Volume 12, Number 1—January 2006
Novel Human Metapneumovirus Sublineage
In a pediatric surveillance network, 287 (5.1%) of 5,580 specimens from patients with acute respiratory infections tested positive for human metapneumovirus (HMPV). Phylogenetic analysis of N- and F-gene sequences of identified HMPV showed that 30% belonged to a novel phylogenetic cluster.
Human metapneumovirus (HMPV), a newly discovered member of the family Paramyxoviridae, pneumovirus subfamily, was first isolated in the Netherlands in 2001 (1). Since then, a variety of reports have confirmed the worldwide prevalence of HMPV and identified this virus as an important respiratory pathogen in young children (2–5). Sequence analysis of several isolates has identified 2 major genetic lineages (subtypes A and B) that can be divided into subgroups A1, A2, B1, and B2 (6,7). Since a growing number of sequence data are available, we initiated a systematic analysis of HMPV genotypes within subtypes A and B to better characterize HMPV variability.

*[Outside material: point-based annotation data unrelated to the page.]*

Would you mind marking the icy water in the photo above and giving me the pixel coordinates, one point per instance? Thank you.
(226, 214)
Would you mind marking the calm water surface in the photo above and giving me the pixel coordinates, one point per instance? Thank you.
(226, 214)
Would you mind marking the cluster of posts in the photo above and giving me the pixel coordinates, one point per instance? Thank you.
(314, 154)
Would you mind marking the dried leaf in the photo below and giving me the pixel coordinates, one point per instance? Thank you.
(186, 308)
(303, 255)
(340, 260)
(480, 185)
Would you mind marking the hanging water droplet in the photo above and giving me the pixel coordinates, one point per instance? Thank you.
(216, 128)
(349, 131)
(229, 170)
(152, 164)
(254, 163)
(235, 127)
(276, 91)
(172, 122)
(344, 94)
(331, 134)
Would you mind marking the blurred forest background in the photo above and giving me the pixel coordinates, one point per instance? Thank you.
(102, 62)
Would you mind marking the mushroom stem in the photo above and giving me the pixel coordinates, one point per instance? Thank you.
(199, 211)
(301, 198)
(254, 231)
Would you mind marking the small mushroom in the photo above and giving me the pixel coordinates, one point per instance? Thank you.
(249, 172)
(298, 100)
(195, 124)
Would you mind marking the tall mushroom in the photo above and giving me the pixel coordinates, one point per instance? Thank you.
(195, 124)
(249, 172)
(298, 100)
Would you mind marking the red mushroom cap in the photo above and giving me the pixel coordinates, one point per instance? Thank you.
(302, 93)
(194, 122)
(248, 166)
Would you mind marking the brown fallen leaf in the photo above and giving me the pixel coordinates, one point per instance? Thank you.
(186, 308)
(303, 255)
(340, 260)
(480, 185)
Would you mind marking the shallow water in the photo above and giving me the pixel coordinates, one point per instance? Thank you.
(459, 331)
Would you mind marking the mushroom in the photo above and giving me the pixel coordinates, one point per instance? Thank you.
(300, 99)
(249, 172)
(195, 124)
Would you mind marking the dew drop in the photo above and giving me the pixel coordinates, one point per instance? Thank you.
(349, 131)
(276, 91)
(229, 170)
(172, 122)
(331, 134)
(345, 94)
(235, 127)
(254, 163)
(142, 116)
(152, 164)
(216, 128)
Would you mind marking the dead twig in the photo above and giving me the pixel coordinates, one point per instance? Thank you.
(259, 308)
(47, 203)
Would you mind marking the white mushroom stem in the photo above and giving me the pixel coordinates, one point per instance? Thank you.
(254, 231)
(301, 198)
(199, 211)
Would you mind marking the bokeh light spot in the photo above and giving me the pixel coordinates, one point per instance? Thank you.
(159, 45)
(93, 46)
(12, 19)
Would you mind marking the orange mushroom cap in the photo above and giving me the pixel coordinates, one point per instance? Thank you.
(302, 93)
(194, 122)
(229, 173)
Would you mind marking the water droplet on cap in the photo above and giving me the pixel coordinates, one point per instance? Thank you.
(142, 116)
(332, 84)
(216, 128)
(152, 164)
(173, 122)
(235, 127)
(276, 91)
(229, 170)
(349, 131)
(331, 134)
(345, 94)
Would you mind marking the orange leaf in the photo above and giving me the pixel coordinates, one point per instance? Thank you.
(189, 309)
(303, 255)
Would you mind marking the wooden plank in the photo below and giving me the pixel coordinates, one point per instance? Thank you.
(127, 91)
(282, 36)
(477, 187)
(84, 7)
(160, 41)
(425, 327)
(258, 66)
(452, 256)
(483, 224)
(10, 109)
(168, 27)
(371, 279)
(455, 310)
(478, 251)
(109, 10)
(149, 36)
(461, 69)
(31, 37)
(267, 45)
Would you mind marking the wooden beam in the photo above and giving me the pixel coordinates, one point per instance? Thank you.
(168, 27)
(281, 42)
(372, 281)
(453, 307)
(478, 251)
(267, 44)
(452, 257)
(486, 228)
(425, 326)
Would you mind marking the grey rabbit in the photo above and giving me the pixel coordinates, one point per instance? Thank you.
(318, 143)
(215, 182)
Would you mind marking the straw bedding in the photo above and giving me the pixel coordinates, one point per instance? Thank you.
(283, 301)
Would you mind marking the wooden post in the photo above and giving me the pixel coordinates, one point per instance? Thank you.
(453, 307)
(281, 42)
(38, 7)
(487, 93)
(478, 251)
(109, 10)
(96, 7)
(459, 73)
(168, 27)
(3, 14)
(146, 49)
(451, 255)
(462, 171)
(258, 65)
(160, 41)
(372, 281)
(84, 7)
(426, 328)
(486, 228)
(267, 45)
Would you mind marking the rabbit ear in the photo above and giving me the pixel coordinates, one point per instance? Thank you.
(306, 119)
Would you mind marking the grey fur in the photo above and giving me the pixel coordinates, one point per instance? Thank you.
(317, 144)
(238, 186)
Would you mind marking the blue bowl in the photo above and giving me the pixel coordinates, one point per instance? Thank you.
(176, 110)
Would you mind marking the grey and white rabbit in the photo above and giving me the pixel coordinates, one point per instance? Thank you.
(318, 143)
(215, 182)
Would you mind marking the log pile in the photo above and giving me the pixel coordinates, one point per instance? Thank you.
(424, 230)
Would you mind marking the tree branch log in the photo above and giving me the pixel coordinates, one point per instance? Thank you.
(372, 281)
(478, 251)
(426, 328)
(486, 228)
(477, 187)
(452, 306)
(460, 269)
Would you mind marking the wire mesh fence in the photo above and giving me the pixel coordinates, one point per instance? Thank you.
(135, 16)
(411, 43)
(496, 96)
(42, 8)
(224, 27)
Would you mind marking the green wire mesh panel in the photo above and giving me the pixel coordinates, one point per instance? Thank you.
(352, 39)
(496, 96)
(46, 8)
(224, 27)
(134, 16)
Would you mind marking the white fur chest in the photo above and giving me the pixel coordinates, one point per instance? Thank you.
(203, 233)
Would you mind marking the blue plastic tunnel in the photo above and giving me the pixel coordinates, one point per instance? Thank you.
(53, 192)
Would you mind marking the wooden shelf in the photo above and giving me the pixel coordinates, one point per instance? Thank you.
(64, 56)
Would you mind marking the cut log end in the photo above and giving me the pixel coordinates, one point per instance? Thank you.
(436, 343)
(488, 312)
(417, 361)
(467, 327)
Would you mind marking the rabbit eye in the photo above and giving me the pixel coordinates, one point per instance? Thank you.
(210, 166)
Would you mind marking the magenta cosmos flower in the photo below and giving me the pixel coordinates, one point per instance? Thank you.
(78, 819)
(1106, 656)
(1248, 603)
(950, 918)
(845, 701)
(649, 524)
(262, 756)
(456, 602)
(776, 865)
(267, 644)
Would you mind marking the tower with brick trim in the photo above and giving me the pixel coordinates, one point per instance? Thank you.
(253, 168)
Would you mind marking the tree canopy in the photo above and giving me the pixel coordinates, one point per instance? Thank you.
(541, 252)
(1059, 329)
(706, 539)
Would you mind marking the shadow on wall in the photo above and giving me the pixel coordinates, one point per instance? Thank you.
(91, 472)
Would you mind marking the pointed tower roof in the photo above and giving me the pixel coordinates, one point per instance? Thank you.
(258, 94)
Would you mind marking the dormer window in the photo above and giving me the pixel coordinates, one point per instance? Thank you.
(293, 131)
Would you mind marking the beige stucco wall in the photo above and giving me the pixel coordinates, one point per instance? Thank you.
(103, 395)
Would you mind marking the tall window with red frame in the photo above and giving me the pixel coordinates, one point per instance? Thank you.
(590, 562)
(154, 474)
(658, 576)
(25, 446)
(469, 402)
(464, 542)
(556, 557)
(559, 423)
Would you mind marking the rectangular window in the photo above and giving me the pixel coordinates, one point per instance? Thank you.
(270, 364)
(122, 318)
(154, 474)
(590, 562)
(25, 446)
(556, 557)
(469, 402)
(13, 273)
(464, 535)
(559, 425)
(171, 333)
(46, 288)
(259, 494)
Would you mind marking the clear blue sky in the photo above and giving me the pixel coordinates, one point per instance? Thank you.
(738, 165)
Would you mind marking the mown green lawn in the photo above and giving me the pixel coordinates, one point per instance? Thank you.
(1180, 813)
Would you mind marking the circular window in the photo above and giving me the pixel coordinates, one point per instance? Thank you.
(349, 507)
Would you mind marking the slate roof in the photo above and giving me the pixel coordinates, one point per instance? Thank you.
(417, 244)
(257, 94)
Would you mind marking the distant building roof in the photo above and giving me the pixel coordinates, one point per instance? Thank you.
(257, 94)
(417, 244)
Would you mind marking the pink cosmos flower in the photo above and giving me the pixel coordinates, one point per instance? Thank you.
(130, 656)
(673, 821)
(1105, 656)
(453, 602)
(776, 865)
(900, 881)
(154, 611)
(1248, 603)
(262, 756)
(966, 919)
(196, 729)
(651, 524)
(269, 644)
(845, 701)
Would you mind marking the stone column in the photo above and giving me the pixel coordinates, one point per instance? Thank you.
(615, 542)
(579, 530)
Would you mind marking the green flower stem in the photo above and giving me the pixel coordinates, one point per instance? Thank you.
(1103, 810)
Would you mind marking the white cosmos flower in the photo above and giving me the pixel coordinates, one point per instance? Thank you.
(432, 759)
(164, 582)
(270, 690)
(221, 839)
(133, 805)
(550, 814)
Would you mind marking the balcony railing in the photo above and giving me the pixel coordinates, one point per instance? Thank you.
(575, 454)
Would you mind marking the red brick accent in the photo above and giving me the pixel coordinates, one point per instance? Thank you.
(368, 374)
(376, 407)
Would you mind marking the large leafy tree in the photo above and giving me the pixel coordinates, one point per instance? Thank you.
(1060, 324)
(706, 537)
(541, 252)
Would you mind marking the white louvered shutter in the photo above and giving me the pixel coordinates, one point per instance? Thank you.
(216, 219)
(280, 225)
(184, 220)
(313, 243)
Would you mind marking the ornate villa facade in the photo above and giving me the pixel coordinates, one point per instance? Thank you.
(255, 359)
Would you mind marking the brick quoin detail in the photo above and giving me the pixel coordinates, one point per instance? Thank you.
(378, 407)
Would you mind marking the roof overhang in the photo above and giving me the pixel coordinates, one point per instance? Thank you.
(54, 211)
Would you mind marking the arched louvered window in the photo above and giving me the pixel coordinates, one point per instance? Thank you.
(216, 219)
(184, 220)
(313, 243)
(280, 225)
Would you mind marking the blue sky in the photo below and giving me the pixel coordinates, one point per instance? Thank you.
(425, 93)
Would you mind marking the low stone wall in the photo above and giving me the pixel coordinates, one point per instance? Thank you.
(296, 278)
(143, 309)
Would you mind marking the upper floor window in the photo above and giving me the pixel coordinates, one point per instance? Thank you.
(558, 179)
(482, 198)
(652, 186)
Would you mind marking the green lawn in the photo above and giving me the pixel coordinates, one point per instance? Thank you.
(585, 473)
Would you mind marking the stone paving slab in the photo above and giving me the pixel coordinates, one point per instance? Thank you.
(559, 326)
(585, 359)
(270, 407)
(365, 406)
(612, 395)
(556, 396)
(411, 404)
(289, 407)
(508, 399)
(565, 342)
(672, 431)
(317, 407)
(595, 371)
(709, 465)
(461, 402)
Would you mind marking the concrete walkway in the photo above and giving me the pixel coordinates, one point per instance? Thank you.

From October 2002 to June 2004, nasopharyngeal aspirates (NPAs) from 5,580 pediatric patients <16 years of age (median 22 months) were collected by a pediatric infectious diseases network on acute respiratory infections (PID-ARI.net). This surveillance system comprises 3 study areas in northern (Kiel), midwestern (Mainz), and southern (Freiburg) Germany. Two percent of the total German pediatric population are under surveillance. Those identified by this network included hospitalized children (87.6%) and outpatients (12.4%) with symptoms of acute upper or lower respiratory tract infections. The most common signs and symptoms were cough, rhinorrhea, pharyngitis, otitis media, exanthema, fever, rales, and retractions.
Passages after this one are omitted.